Wednesday, March 20, 2013

Cancer, Sharks, Platypi, and.. Oh yes, myself



 First off, sharks do get cancer.  I just thought I better clear that up real quick.  Mainly because everyone seems to think that eating shark cartilage will keep them from getting cancer.  However this doesn’t work because sharks do get cancer.  The only problem is we don’t know how much they do because people keep killing them!  I thought I might throw that out because it annoys me. A lot.

Also, I’d like to clear up that as it might seem now I am not strangely obsessed with sharks. That would just be ridiculous. No, I am strangely obsessed with platypi (or platypuses or whatever you want to call them), not sharks. If you don’t know what a platypus is just look up on the page and you’ll see one.

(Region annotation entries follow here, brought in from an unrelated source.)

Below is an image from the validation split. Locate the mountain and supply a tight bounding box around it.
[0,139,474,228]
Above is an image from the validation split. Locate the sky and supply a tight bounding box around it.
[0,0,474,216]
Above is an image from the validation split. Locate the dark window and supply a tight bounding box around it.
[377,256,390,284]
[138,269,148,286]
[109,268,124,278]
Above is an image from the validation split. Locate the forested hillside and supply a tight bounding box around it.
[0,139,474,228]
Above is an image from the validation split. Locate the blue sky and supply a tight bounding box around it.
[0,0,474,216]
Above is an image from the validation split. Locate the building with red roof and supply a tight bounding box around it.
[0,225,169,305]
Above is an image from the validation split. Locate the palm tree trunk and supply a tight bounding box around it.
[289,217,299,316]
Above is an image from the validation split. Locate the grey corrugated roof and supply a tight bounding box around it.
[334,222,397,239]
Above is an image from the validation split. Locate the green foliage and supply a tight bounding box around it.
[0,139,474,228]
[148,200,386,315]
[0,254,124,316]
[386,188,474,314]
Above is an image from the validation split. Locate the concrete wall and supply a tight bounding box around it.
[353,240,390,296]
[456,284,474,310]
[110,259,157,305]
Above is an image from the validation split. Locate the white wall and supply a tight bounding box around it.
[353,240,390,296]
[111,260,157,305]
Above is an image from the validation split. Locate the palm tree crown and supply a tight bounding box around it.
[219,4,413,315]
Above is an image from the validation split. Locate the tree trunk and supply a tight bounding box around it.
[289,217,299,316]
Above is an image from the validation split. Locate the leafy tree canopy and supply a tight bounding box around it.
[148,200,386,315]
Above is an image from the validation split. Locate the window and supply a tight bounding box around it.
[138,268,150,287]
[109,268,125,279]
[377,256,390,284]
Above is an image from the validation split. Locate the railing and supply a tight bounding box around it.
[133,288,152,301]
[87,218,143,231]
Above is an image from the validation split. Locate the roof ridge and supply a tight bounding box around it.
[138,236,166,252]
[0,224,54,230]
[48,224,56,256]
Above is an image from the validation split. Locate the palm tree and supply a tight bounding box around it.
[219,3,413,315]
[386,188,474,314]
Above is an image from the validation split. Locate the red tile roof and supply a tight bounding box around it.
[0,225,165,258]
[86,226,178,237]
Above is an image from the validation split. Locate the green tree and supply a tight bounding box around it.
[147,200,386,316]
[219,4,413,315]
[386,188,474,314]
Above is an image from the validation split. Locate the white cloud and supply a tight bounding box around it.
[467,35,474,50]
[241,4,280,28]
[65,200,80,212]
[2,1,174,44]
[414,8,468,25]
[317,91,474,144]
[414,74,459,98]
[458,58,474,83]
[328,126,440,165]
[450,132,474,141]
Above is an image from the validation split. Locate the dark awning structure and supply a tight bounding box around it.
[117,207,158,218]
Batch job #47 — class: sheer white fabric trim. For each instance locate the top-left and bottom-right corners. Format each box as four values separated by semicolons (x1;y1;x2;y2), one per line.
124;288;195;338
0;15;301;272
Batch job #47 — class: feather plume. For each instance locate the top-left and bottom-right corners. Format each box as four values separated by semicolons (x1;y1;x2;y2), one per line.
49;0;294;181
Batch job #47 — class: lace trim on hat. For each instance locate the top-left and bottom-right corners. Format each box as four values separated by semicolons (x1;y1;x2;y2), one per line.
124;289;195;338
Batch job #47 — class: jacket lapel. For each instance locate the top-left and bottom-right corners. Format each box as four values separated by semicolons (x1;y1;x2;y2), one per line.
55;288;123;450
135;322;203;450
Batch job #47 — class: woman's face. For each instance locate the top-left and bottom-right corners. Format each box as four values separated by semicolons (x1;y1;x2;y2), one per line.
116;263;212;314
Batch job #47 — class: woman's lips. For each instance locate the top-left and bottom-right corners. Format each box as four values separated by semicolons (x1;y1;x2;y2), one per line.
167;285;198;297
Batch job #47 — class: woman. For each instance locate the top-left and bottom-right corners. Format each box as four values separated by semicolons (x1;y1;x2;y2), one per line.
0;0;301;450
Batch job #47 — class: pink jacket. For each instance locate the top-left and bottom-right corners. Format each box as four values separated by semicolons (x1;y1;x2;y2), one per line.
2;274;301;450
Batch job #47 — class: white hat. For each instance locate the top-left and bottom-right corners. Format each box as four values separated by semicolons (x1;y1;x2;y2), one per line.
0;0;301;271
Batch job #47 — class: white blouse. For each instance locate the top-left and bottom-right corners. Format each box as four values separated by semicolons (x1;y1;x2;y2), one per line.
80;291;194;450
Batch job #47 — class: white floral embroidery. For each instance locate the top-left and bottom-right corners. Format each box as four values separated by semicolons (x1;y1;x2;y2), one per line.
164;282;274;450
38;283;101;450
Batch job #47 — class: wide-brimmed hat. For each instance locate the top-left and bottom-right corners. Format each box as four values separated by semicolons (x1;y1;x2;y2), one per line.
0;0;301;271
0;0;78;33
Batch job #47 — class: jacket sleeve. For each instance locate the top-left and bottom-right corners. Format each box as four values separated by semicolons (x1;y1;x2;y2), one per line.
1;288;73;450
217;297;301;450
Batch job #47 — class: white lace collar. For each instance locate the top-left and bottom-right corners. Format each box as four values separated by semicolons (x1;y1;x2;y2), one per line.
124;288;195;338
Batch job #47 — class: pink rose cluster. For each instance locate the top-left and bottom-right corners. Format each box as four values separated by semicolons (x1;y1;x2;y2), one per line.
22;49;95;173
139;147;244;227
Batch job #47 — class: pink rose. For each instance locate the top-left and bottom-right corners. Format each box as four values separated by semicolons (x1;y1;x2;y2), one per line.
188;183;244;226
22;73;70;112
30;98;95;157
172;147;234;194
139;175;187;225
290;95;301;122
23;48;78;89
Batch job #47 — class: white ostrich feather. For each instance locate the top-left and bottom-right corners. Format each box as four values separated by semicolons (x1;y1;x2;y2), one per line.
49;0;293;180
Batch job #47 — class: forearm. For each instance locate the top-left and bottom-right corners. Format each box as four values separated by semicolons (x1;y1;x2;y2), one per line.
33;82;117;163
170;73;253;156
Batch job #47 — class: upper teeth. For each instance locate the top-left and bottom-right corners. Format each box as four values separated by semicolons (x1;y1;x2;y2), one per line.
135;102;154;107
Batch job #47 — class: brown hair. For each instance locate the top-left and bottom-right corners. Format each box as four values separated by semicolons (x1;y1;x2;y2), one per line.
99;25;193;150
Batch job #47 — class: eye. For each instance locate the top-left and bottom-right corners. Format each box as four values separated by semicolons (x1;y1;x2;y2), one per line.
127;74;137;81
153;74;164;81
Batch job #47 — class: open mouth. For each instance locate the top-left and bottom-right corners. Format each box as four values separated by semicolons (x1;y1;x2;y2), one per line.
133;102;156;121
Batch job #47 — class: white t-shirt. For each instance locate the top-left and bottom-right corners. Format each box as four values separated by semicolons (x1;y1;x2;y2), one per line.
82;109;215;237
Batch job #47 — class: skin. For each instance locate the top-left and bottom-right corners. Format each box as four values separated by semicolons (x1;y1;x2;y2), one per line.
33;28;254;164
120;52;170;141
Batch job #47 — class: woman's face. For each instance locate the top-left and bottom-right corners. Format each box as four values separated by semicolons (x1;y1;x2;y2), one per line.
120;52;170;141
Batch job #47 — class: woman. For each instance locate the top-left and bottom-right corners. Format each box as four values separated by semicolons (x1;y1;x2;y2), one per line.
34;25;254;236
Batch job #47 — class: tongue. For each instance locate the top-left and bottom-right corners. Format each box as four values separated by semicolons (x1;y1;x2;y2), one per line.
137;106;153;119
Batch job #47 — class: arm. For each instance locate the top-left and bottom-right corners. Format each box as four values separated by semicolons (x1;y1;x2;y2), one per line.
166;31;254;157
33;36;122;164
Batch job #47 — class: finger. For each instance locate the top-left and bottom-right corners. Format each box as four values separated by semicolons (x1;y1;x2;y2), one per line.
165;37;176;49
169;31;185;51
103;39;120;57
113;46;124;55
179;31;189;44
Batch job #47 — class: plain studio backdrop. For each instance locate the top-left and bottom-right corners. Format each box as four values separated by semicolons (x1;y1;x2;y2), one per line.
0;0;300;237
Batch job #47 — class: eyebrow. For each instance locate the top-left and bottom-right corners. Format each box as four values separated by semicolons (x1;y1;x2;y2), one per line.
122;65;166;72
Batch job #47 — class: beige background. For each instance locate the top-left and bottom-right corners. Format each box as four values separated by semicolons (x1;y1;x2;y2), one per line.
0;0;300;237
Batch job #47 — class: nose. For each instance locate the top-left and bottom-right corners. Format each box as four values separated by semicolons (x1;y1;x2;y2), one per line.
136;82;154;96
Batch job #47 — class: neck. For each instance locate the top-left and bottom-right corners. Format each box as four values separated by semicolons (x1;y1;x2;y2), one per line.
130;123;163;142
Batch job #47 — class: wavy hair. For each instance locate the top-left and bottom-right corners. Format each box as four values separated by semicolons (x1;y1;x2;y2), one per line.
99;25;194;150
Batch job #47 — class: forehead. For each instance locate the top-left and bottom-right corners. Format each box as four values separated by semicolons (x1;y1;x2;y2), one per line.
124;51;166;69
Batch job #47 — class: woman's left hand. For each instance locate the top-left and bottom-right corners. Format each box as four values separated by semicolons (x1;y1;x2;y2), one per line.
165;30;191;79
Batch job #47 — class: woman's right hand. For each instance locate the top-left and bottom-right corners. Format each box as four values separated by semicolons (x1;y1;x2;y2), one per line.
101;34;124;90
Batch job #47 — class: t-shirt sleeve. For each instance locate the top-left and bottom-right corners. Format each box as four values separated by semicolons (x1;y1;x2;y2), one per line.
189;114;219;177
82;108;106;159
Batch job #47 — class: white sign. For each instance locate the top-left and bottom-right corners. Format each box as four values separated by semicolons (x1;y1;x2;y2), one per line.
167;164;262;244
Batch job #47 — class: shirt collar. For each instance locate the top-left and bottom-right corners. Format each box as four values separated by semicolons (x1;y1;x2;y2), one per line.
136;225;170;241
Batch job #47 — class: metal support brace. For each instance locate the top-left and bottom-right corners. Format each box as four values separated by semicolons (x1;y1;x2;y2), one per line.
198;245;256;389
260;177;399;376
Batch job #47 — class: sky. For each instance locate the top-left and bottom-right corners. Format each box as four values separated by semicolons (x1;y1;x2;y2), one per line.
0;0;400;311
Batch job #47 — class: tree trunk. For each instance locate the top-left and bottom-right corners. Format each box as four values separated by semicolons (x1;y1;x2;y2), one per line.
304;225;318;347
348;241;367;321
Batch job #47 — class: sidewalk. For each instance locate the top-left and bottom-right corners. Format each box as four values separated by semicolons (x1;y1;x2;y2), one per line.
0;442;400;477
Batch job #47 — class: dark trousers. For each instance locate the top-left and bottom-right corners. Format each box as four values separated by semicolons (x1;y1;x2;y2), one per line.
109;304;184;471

I don’t think I have properly introduced myself yet. Have I? No I’ve just complained about people eating sharks (which is still one of the stupidest ideas I’ve ever heard). Anyway, my name is Sam. If you are a creepy thirty year old reading this blog, then no I am not going to tell you my last name. And no I will not meet you in the alley behind the Panda Express. The only reason I’d ever go there is that it smells greatly of spring rolls. I like spring rolls. I also like noodles and really most asian foods (unless it’s shark). However, my favorite food is easily sushi (unless it’s shark sushi).

I assume you’re getting tired of me bringing back the sharks by now so I will stop. In fact I think I will stop all together. In a quick recap, my name is Sam, I love platypi, and my favorite food is sushi. Also, sharks are NOT the cure to cancer.